Мама поворачивается ко мне со святой книгой на коленях. Ее голос крепнет, и ее больше не волнует то, что она мешает мне вникать в «развратные тайны романов».
— Однажды русский солдат остановил еврея и снял с его руки часы. Мимо как раз проезжал комиссар на коне. Еврей подбегает к комиссару, рассказывает ему, что произошло, и показывает на солдата пальцем. Комиссар слезает с коня, вынимает пистолет и приказывает солдату стать на колени посреди улицы. Тот плачет, умоляет сжалиться над его женой и детками, но ему это не помогает. Комиссар всаживает в него пулю и вдобавок пинает его сапогом. Присутствовавшие при этом люди рассказывали, что, когда час спустя расстрелянного унесли, он еще хрипел.
Мамин голос переходит в крик. Ее лицо вытягивается, глаза горят зеленым огнем, она то и дело поправляет свой парик. Как бы там ни было, надо следить, чтобы парик не слез с головы и она за чтением в субботу Пятикнижия на простом еврейском языке не осталась с непокрытыми волосами.
— Не знаю, раскаялся ли потом этот еврей, который нажаловался на солдата. Если он не раскаялся и уже умер, земля может выкинуть его из могилы. Но тогда еврейские лавочники были довольны — я сама это видела. «Нам не нравится то, что красные хотят отобрать у нас магазины, — говорили они. — Но то, что они не делают разницы между евреем и неевреем и не позволяют нас раздевать, нам очень нравится. Так ему и надо, этому Фоне, теперь неповадно будет грабить. Он заслужил смерть!» Вот как, слово в слово, говорили лавочники, эти добрые евреи.
Я стояла у своей корзинки и молчала. Разве у меня был выбор? Если Всевышний помог мне спастись от войны и у меня есть больной муж и маленькие дети, могу ли я позволить себе рисковать жизнью ради пустых разговоров? Но вот что я тебе скажу: я готова была наплевать этим евреям в рожу. У меня дрожали руки, я хотела кричать, рвать на себе волосы. Господи, Владыка мира, молилась я потихоньку, дай мне сил смолчать.
Ужас, ужас! Что стало с евреями?! Чтобы евреи стояли на улице и их ни чуточки не волновало то, что человека расстреливают из-за часов! «Комиссар — справедливый судья», — говорили они.
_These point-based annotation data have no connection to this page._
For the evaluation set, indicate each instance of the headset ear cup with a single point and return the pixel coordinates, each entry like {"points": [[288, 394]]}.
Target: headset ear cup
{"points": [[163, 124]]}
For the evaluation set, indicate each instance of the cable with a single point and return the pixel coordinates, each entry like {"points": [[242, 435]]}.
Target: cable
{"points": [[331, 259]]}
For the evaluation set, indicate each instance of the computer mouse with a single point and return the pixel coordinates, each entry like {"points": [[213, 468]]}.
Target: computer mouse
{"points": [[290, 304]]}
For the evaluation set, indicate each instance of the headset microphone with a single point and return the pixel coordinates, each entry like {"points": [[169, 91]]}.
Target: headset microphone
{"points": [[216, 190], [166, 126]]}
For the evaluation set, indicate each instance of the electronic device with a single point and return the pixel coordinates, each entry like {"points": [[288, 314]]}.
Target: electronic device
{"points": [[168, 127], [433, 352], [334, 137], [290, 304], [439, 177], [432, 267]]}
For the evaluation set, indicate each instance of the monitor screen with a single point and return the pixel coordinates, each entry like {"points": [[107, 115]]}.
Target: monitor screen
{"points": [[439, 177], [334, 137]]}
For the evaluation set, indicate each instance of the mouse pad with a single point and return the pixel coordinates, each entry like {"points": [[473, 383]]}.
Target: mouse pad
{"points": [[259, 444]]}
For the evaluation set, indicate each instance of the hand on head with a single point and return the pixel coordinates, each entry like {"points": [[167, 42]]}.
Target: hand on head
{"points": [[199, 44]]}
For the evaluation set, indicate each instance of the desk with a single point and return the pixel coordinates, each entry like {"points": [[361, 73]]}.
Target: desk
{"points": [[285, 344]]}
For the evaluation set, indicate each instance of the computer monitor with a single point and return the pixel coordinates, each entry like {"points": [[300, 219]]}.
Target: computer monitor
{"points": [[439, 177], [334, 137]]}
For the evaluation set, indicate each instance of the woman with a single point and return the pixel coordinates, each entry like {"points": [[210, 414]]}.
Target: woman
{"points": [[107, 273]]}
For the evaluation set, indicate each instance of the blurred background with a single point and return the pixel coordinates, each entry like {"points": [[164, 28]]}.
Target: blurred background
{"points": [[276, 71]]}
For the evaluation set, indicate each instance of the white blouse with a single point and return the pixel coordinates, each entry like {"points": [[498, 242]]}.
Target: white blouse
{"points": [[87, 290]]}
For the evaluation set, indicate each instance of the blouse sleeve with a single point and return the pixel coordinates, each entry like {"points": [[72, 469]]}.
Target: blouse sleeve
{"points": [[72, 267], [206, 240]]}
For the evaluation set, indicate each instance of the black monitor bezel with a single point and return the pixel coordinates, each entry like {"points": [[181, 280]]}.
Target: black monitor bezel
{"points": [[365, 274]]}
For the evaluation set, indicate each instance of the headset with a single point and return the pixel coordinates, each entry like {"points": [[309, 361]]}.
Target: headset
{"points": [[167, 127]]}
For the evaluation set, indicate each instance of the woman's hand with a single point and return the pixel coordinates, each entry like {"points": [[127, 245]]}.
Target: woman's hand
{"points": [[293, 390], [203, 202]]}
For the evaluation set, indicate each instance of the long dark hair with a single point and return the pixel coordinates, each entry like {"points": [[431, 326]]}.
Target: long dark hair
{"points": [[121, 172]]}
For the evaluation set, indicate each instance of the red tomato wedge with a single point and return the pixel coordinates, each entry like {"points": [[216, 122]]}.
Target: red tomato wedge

А я вот думаю, что судья, который убивает человека из-за часов, в тысячу раз хуже вора. И у евреев, которые могут радоваться такому суду, такому зверству, разбойничьи сердца! — выкрикивает мама, выходя из себя, и на губах у нее выступает пена.
— Не кипятись так, — говорю я ей. — Что это ты вдруг вспомнила историю, которая случилась пятнадцать лет назад?
— Говоришь, не кипятись?! — подскакивает мама и захлопывает Пятикнижие на простом еврейском языке. — Говоришь, история, которая случилась пятнадцать лет назад?! Ах ты мой мудрец, знаток прописных истин, да ведь тот же самый комиссар говорит теперь, что Лееле и Пейсахка — шпионы.
Лицо мамы кривится от закипающего гнева. Она вытирает пену, выступившую в уголках рта, и резко говорит:
— В заботах у меня нехватки не было, за годы я забыла этого солдатика с часами. Но когда Велвл принес недобрую весть о своих уехавших в Россию детях, о том, что их там считают шпионами, я вспомнила эту историю во всех подробностях.
Я тогда ходила растерянная и расспрашивала людей, как выглядел этот солдатик. На меня таращили глаза и пожимали плечами: «Зачем вам это знать, он что, ваш родственник?» Пойди объясни им, что в меня вселился дибук[79], Господи, будь мне защитой! Я день и ночь думала о нем, словно у меня своих бед не было. Я представляла его маленьким веселым мужичком. Прибывает он в Вильну, выходит на улицу и видит: люди торгуют, крутятся, во всех окнах полно товара, а он ходит в лаптях или вообще босиком. Вот он себе и думает: я рвался в Вильну с ружьем и спас евреев от погрома, так не взять ли мне с них хоть на бутылку водки? А, может, он хотел привезти эти часы в деревню, своей жене и детям, чтобы они увидели, что он побывал в разных далеких краях. А может, он ничего не думал, просто из него выпрыгнула война, дикость. Наверное, прежде он служил императору и не знал, что нельзя грабить захваченный город. Короче говоря, ему захотелось часы. Так что, ему за это смерть полагается?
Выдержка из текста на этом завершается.